In order for us to train, we will define the models, tokenizer and the optimizer to be used in the next section

# Define image encoder, image head, text encoder, text head and a tokenizer for tokenizing the caption
img_encoder = ImageEncoder(model_name=Config.img_encoder_model).to('cuda')
img_head = Head(Config.img_embed_dim, Config.projection_dim).to('cuda')

tokenizer = AutoTokenizer.from_pretrained(Config.text_encoder_model)
text_encoder = TextEncoder(model_name=Config.text_encoder_model).to('cuda')
text_head = Head(Config.text_embed_dim, Config.projection_dim).to('cuda')

# Since we our optimizing two different models together, we will define parameters manually
parameters = [
    {"params": img_encoder.parameters(), "lr": Config.img_enc_lr},
    {"params": text_encoder.parameters(), "lr": Config.text_enc_lr},
    {
        "params": itertools.chain(
            img_head.parameters(),
            text_head.parameters(),
        ),
        "lr": Config.head_lr,
    },
]

optimizer = torch.optim.Adam(parameters)

Training

Before we actually train the model, one last step remains: which is to initialize our Lance dataset and a dataloader.

# We assume the flickr8k.lance dataset is in the same directory
dataset = CLIPLanceDataset(
    lance_path="flickr8k.lance",
    max_len=Config.max_len,
    tokenizer=tokenizer,
    transforms=train_augments
)

dataloader = DataLoader(
    dataset,
    shuffle=False,
    batch_size=Config.bs,
    pin_memory=True
)

Now that our dataloader is initialized, let’s train the model.

img_encoder.train()
img_head.train()
text_encoder.train()
text_head.train()

for epoch in range(Config.num_epochs):
    print(f"{'='*20} Epoch: {epoch+1} / {Config.num_epochs} {'='*20}")

    prog_bar = tqdm(dataloader)
    for img, caption in prog_bar:
        optimizer.zero_grad(set_to_none=True)
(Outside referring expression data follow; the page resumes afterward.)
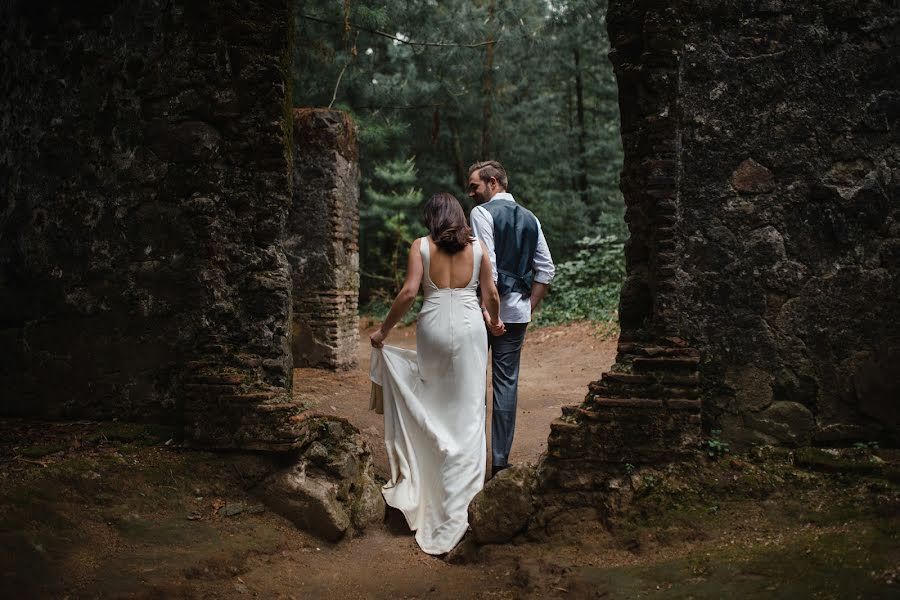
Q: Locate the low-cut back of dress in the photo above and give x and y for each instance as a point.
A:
(434, 411)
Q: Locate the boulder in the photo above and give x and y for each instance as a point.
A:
(505, 505)
(330, 489)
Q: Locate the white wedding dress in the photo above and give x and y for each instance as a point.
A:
(434, 411)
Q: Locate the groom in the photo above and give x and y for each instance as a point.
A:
(523, 270)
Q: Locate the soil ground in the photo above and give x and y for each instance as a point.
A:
(110, 510)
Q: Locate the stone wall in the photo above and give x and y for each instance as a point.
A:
(788, 275)
(322, 244)
(145, 181)
(763, 269)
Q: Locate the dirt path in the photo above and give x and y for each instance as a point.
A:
(110, 510)
(557, 364)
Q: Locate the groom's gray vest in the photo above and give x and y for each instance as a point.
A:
(515, 240)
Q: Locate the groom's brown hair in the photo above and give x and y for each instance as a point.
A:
(446, 222)
(491, 168)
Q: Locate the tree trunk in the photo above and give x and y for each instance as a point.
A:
(458, 166)
(579, 115)
(487, 87)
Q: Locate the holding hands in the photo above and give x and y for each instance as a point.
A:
(377, 338)
(497, 328)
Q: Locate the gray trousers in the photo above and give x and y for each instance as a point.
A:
(506, 350)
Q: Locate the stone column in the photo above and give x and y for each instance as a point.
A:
(322, 243)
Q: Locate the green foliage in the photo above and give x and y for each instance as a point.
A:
(713, 446)
(388, 215)
(542, 101)
(587, 287)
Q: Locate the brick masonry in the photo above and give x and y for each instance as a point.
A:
(322, 243)
(756, 191)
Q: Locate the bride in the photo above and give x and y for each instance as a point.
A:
(434, 398)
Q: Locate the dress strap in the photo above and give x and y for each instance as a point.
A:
(476, 261)
(425, 251)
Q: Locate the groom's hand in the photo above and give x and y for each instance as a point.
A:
(498, 329)
(377, 338)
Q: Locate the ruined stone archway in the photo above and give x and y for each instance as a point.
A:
(147, 178)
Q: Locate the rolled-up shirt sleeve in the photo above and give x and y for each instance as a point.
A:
(483, 228)
(543, 262)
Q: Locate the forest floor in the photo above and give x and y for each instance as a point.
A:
(111, 510)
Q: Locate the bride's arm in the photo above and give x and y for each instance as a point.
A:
(490, 298)
(405, 297)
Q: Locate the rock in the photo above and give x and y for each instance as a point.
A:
(309, 502)
(330, 490)
(231, 509)
(369, 505)
(752, 387)
(752, 178)
(505, 505)
(788, 422)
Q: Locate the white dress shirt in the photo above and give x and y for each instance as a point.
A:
(514, 308)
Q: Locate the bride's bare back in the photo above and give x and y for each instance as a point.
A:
(450, 270)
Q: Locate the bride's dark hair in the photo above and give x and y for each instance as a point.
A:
(446, 222)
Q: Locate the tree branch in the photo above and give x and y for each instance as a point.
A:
(401, 40)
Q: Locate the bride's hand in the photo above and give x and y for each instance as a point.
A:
(377, 338)
(497, 329)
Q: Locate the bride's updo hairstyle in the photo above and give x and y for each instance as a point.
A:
(446, 222)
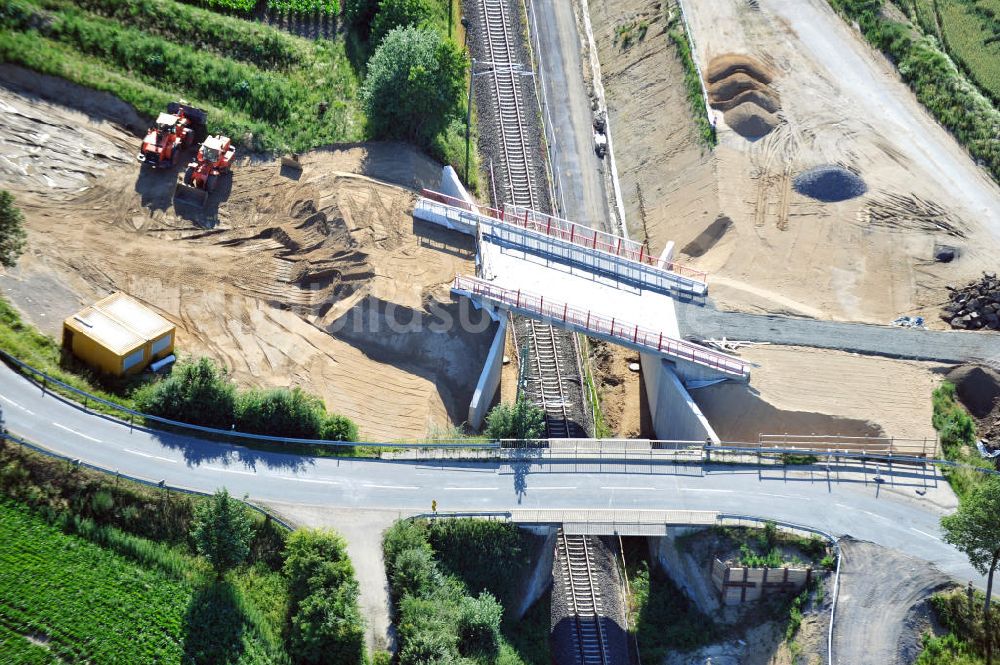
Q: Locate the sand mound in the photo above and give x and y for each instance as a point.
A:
(726, 65)
(978, 388)
(830, 183)
(738, 86)
(750, 121)
(726, 89)
(764, 97)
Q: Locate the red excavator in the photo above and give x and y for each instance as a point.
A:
(175, 130)
(214, 158)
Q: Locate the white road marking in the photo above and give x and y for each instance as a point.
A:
(142, 454)
(219, 468)
(924, 533)
(68, 429)
(311, 480)
(16, 405)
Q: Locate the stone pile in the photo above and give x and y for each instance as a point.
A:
(976, 306)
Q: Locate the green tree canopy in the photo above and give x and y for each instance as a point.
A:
(198, 392)
(975, 530)
(398, 14)
(222, 530)
(414, 86)
(12, 235)
(325, 625)
(520, 420)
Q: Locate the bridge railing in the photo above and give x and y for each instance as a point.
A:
(590, 322)
(597, 243)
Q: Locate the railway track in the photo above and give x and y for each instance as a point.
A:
(554, 381)
(517, 162)
(584, 600)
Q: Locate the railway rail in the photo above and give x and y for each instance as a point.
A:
(554, 381)
(583, 598)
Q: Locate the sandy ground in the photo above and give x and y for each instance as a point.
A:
(324, 282)
(734, 212)
(805, 391)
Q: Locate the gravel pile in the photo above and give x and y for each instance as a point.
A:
(976, 306)
(830, 183)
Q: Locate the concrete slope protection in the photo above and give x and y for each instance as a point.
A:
(892, 513)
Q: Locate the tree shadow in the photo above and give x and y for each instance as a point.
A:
(214, 625)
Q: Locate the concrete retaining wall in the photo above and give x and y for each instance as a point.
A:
(737, 584)
(674, 414)
(489, 378)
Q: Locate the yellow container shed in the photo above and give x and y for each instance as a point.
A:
(118, 335)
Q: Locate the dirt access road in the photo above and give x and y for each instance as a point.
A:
(879, 590)
(320, 281)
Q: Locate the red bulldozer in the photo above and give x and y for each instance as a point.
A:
(214, 158)
(174, 131)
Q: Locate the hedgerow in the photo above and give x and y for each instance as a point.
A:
(934, 78)
(200, 392)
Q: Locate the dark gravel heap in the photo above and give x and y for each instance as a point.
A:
(975, 306)
(830, 183)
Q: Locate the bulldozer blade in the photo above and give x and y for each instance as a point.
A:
(189, 195)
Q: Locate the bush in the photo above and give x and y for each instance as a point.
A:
(520, 420)
(196, 392)
(479, 625)
(222, 530)
(414, 86)
(325, 625)
(360, 13)
(12, 235)
(398, 14)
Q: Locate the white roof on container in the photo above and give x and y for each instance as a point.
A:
(105, 330)
(135, 315)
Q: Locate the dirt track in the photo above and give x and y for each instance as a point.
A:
(287, 281)
(878, 589)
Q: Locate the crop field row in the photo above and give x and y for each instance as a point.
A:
(91, 604)
(972, 36)
(263, 87)
(291, 6)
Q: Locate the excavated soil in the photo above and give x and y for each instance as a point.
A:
(321, 279)
(739, 86)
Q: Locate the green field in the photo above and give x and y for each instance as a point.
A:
(971, 30)
(266, 88)
(88, 603)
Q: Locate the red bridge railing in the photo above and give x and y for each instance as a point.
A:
(588, 321)
(573, 233)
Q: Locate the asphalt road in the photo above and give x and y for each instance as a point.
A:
(576, 168)
(702, 320)
(895, 517)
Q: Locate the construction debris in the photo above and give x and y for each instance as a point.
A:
(975, 306)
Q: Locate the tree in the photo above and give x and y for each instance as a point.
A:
(975, 530)
(12, 235)
(222, 531)
(520, 420)
(398, 14)
(414, 86)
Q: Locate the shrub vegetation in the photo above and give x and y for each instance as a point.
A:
(934, 78)
(200, 392)
(446, 578)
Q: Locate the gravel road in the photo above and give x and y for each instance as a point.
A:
(878, 587)
(701, 321)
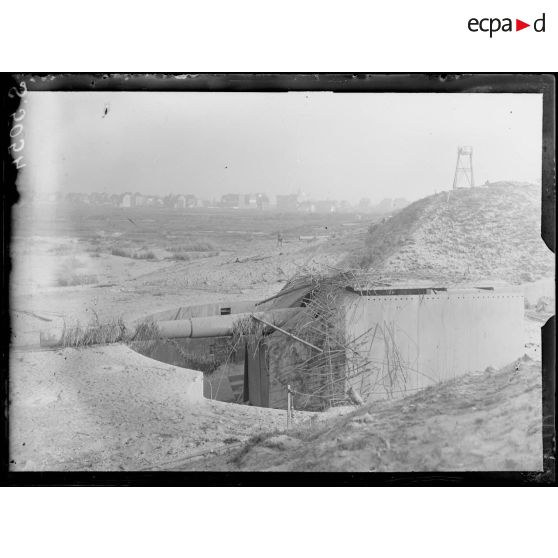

        img_embed, text_embed = forward(img, caption)
        loss = loss_fn(img_embed, text_embed, temperature=Config.temperature).mean()

        loss.backward()
        optimizer.step()

        prog_bar.set_description(f"loss: {loss.item():.4f}")
    print()

The training loop is quite self-explanatory. We set image encoder, image head, text encoder and text head models to training mode. Then in each epoch, we iterate over our lance dataset, training the model and reporting the lance to the progress bar.

==================== Epoch: 1 / 2 ====================
loss: 2.0799: 100%|██████████| 253/253 [02:14<00:00,  1.88it/s]

==================== Epoch: 2 / 2 ====================
loss: 1.3064: 100%|██████████| 253/253 [02:10<00:00,  1.94it/s]

And that’s basically it! Using Lance dataset for training any type of model is very similar to using any other type of dataset but it also comes with increased speed and ease of use!